Gay Marriage Ruling a Boon for Georgia GOP

ATLANTA (AP) - Georgia Republicans were publicly outraged over a judge's ruling which said the state's voter-endorsed ban on same sex marriage is unconstitutional.

But, behind the scenes, the GOP could barely contain its glee.

Unless the ruling is reversed on appeal by Aug. 7, Gov. Sonny Perdue said Wednesday that he will call for a special legislative session to put another gay marriage amendment on the ballot in November.

That could be a boon for Republicans.

The gay marriage measure drove Georgia conservatives to the polls in 2004. Now, with Gov. Sonny Perdue facing a potentially strong Democratic challenge in his bid for re-election and Republicans looking to continue their lock on the state Legislature, it could provide the GOP with a rallying cry this November.

"They can use it to try to fire up the conservative base in the state and get them out to vote," University of Georgia political science professor Charles Bullock said.

In fact, the ruling allows Republicans to turn to two battle-tested themes that rile conservatives: gay marriage and so-called activist judges.

Georgia's constitutional ban on same-sex marriage passed by a 3-1 margin in 2004. Perdue on Wednesday complained that the popular will of the people had been undermined by "an activist judge."

Other Republicans voiced the same mantra.

"There is no place in Georgia for activist judges trying to impose their will on our state," House Speaker Glenn Richardson said.

Bullock said both issues play well for the Republicans.

Even if the gay marriage ban doesn't end up on the ballot in November, Bullock said the ruling succeeds in shifting the political debate to Republican "values issues."

State Attorney General Thurbert Baker, a Democrat, on Wednesday filed a notice to appeal to the Georgia Supreme Court.

Baker also asked for an expedited review, although he also noted the state already has a law on the books that makes it clear same sex marriage is not recognized in Georgia and only the constitutional amendment was struck down. A request for an expedited appeal must be approved by the judges of the Georgia Supreme Court. A spokesman for the court said while the case might be heard before August, the court's docket is already filling up into September.

Perdue said Wednesday that the court must rule by Aug. 7 because all ballot language must be filed with the Secretary of State's office by Aug. 14 to allow time for ballots to be printed. A special session of the Legislature could last at least a week and cost more than $32,000 a day.

The ruling by Fulton County Superior Court Judge Constance C. Russell said the measure violated the state's single-subject rule for ballot issues. Russell, who was appointed to the bench in 1996 by Democratic Gov. Zell Miller, wrote in her ruling that the measure asked voters to decide on gay marriage and civil unions in a single amendment. She did not address the issue of whether gay couples should be allowed to wed.

The lawsuit was filed eighteen months ago, soon after the ballot measure passed.
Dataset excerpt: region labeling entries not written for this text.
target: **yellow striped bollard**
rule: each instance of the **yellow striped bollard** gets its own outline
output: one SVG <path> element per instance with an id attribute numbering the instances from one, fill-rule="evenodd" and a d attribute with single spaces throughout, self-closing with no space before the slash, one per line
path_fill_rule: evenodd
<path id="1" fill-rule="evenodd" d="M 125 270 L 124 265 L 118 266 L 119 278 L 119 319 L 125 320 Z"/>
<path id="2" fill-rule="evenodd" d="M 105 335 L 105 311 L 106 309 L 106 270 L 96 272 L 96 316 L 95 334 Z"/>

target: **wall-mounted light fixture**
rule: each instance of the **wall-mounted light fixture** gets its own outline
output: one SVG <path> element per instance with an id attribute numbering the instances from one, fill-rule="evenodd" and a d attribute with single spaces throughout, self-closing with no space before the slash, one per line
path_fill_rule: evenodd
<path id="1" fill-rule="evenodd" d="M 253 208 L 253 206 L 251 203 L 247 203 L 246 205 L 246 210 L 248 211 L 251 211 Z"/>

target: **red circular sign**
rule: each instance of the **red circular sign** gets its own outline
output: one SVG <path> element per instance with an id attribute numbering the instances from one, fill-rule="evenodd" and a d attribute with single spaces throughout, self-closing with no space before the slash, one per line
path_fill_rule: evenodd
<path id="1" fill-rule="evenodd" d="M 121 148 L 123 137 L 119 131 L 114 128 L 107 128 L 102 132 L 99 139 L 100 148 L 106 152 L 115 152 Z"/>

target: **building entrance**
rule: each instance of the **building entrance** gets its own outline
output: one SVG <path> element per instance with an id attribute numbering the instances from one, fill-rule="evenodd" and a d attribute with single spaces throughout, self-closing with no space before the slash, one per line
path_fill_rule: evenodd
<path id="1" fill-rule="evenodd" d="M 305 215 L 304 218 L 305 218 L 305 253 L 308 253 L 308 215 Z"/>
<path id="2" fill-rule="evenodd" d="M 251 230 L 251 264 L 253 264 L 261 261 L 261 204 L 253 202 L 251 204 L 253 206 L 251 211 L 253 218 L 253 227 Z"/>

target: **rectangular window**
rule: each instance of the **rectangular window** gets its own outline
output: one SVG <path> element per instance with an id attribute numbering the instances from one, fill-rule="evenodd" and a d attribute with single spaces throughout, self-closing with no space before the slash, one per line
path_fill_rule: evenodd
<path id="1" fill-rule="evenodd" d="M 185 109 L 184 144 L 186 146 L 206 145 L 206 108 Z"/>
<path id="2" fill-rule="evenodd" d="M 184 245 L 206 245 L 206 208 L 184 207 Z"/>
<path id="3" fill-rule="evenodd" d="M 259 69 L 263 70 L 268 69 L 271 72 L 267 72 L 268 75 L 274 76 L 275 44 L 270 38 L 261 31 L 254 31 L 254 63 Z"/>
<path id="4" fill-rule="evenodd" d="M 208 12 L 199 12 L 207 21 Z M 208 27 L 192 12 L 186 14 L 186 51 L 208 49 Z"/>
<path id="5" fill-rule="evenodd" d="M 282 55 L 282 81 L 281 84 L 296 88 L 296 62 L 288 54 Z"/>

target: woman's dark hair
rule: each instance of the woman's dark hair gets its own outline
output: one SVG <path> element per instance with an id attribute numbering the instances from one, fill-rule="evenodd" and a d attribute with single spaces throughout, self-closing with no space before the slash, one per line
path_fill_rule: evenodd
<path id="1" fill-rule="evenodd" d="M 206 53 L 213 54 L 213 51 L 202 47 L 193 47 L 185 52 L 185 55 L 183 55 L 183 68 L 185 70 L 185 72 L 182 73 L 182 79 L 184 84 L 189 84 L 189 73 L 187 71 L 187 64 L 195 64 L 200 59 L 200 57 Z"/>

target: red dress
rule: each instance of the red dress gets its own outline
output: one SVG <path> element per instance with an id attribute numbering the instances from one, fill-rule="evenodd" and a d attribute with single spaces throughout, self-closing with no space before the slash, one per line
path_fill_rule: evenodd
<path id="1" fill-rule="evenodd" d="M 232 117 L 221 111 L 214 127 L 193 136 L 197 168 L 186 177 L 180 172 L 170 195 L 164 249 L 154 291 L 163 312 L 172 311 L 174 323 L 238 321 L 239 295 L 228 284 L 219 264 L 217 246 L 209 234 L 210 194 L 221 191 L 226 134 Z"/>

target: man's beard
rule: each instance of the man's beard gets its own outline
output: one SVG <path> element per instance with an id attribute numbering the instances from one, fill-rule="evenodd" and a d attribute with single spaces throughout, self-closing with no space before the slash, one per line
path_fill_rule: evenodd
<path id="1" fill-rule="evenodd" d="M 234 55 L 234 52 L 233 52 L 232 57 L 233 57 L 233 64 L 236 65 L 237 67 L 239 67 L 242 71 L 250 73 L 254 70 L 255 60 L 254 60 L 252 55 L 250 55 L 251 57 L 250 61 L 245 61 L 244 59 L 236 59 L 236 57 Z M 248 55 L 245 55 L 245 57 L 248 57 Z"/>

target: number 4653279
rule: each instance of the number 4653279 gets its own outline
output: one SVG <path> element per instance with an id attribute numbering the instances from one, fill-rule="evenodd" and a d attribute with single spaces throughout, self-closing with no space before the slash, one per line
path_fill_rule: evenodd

With the election looming, it was hard on Wednesday to detect much difference between Democrats and Republicans on the gay marriage issue.

House Democrats rushed to join Republican legislative leaders in calling for a special session, although they stipulated that legislators should also use such a meeting to suspend the state's gas tax to help lower prices at the pump.

Perdue's would-be Democratic opponents, Secretary of State Cathy Cox and Lt. Gov. Mark Taylor, both said Wednesday that they supported the gay marriage amendment. Cox said she supported the call for a special session. A Taylor spokesman said he was hopeful the court would act soon enough and reserved judgment on whether calling lawmakers back to Atlanta was necessary.

In 2004, Cox had said the constitutional amendment was "unnecessary" because the state already has a law on the books making clear that same-sex marriage was illegal. Critics seized on that, saying she had flip flopped.

Cox spokesman Peter Jackson said Wednesday that her argument then was not against the substance of the amendment but with the "legislative mechanics."

"Her position has not changed," Jackson said.

Speaking to reporters after a speech Wednesday at the Atlanta Press Club, Perdue said he had "no idea" if the measure would help the GOP in this year's elections. "We're not making that decision on political calculus," he said.

Gay rights groups said the appeal was expected and politics was driving the debate.

"All these guys are running for election. And once again they're going to try to use gays and lesbians as their platform," said Chuck Bowen, director of Georgia Equality, the state's largest gay-advocacy organization. "They're using us to shield the real issues facing the state."